The New Learning Architect – a review
I’m very excited….. I’ve just received Clive Shepherd’s new book The New Learning Architect which is now available from Lulu and on the Kindle.
I’m going to be digesting Clive’s work over the next week or so and will post my own humble thoughts on it. In the meantime though, I thought it would be a good opportunity to re-introduce you to Clive’s Blended Learning Cookbook.
With the need to do more for less in this current economic climate businesses are increasingly coming under more and more pressure to continue to equip their workforce with the knowledge and skills to perform in difficult circumstances. Clive Shepherd’s book is an excellent place to start if you need some practical advice to provide more efficient learning and development solutions but at the same time, maintaining effective learning to take place.
The book is a refreshingly clear explanation that cuts through the fog by determining exactly what blended learning really is. It is written with an unbiased view of media which so many others fail to do. It will open up a whole new range of opportunities to organisations that is beyond what we might call traditional training methods. After all, it’s about blended LEARNING not blended TRAINING.

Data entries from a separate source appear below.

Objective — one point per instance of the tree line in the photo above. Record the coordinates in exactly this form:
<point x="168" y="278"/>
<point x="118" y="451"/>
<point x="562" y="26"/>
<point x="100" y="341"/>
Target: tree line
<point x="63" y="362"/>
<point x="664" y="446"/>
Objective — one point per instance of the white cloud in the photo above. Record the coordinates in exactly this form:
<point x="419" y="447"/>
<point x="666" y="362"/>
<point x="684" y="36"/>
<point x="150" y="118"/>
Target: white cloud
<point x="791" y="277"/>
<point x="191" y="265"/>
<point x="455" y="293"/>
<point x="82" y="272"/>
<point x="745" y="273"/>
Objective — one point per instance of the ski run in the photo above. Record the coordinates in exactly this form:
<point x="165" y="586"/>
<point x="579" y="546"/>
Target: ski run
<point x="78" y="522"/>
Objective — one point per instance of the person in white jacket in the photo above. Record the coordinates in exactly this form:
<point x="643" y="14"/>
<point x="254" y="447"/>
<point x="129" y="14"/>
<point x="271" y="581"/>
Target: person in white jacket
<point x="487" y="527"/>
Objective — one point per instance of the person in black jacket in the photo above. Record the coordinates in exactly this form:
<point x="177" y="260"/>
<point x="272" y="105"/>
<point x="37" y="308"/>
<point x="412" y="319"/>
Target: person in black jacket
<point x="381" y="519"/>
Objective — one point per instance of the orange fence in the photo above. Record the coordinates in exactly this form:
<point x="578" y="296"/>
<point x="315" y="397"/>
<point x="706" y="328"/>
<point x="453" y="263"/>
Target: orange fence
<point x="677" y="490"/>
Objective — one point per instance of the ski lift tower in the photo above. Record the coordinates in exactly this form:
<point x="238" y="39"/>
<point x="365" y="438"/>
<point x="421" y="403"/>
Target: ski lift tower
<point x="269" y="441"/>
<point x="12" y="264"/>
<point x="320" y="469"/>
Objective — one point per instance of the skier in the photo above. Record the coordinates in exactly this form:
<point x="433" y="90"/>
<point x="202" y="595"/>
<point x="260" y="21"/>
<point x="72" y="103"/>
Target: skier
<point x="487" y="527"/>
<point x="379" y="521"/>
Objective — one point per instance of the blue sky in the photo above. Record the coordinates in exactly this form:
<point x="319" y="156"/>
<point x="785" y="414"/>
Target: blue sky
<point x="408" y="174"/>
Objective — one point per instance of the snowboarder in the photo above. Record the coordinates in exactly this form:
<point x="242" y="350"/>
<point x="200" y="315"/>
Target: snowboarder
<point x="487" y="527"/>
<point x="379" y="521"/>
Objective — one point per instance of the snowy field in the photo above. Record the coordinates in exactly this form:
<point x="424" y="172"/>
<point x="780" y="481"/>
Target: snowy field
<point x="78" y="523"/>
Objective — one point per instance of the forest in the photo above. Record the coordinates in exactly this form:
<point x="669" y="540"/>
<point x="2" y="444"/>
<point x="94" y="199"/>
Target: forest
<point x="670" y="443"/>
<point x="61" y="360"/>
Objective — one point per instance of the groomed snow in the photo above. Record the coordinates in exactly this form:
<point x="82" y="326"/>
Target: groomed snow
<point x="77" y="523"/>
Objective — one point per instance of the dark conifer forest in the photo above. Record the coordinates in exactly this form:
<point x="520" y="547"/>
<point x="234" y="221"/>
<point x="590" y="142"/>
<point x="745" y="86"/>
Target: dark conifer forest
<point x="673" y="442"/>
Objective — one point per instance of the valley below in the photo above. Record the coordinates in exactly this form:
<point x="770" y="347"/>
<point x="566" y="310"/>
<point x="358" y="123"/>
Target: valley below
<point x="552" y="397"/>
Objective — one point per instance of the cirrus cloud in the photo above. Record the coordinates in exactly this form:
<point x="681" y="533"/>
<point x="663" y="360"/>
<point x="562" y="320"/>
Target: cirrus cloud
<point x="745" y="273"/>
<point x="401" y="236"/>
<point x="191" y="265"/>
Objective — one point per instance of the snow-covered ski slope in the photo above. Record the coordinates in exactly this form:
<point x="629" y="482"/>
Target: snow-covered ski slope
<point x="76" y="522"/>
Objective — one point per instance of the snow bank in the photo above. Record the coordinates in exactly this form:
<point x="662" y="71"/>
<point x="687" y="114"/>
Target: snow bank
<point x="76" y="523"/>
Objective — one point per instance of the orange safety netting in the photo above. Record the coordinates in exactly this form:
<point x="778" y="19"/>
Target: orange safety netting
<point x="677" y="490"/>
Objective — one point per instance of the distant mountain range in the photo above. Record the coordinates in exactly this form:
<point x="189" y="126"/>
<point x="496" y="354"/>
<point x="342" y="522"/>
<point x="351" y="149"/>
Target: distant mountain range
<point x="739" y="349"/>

What it doesn’t do, and rightly so, is insist that a blended solution HAS to include specific delivery methods to be a true blend; for example, blended learning isn’t just combining classroom and eLearning which is a common misconception.
What makes this book the most valuable asset to anyone involved in providing learning solutions, whether classroom designers, eLearning designers, trainers, managers, senior managers or freelancers is take you back to basics and keeps you focused on the learning rather than the media. Quality learning has too often taken a back seat in the struggle to find cheaper, quicker ways of delivering training. This book shows you how to keep the balance.
The reason it is a ‘cook book’ is that it gives a rich collection of real blended examples – or recipes to follow. There are plenty and I’m guessing there will be one that will be close to the situation you are currently facing. Even when we eventually rise out of the current downturn, The Blended Learning Cookbook will prove a useful, well-thumbed reference for its recipes.
Without having read Clive’s new book The New Learning Architect yet apart from the back cover and Clive’s own blog posts about it, I’m anticipating that it will take blended learning beyond formal training solutions to a more appropriate and integrated approach to development that reflects how we live and work today.